Chapter 5 Challenges and Response Strategies
5.1 Data Security and Privacy Protection
- Desensitization : sensitive data such as the information of persons involved in the case and bank card numbers must be encrypted and stored;
- Authority control : Set knowledge access rights according to the rank of police officers to prevent information leakage.
5.2 Dynamic Evolution of Terminology
- Establish a terminology version management mechanism : record the evolution of "Canon" from a music term to a criminal term;
- Introducing multimodal learning : combining non-text data such as dark web forum pictures and voice chat records to capture new variants of terms.
5.3 Cross-regional knowledge collaboration
- Build a unified national knowledge base : break regional information silos and realize cross-provincial case knowledge sharing;
- Multi-language support : To address cross-border crimes, we develop multi-language terminology comparison functions such as Chinese, English, and Burmese.
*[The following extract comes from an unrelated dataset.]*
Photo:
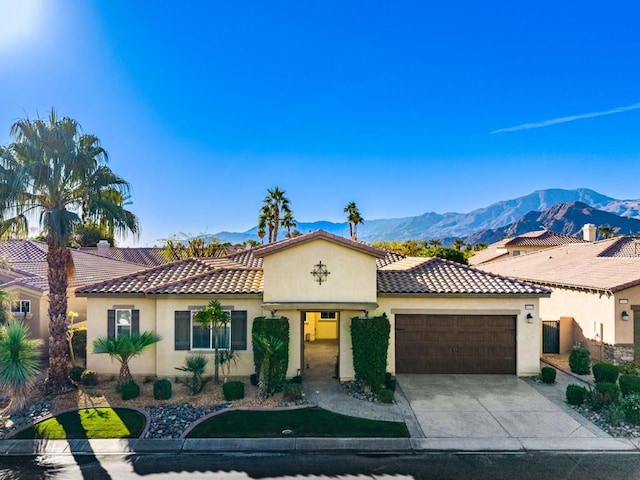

Chapter 6 Future Outlook: Knowledge-Base Driven Smart Police Ecosystem
With the deep integration of big models with the Internet of Things and blockchain technology, the public security knowledge base will show the following trends:
- Virtual-real fusion : AR glasses can be used to identify the "cat pool" equipment used by suspects in real time, and knowledge prompts can be superimposed;
- Global intelligence : The knowledge base is linked with the Skynet system and traffic monitoring to achieve crime prediction and precise strikes;
- Public participation : Open an anti-fraud knowledge query interface, encourage the public to report suspicious terms, and build a "national anti-fraud" knowledge network.
Conclusion
The construction of the public security professional knowledge base is not only a technological upgrade, but also a revolution in the policing model. By transforming scattered knowledge into structured and intelligent decision-making resources, public security organs are able to gain an advantage in the ever-changing criminal battlefield. In the future, with the continuous iteration of technology, this knowledge base will become the "smart brain" to protect social security and provide solid support for the realization of the vision of "no fraud in the world".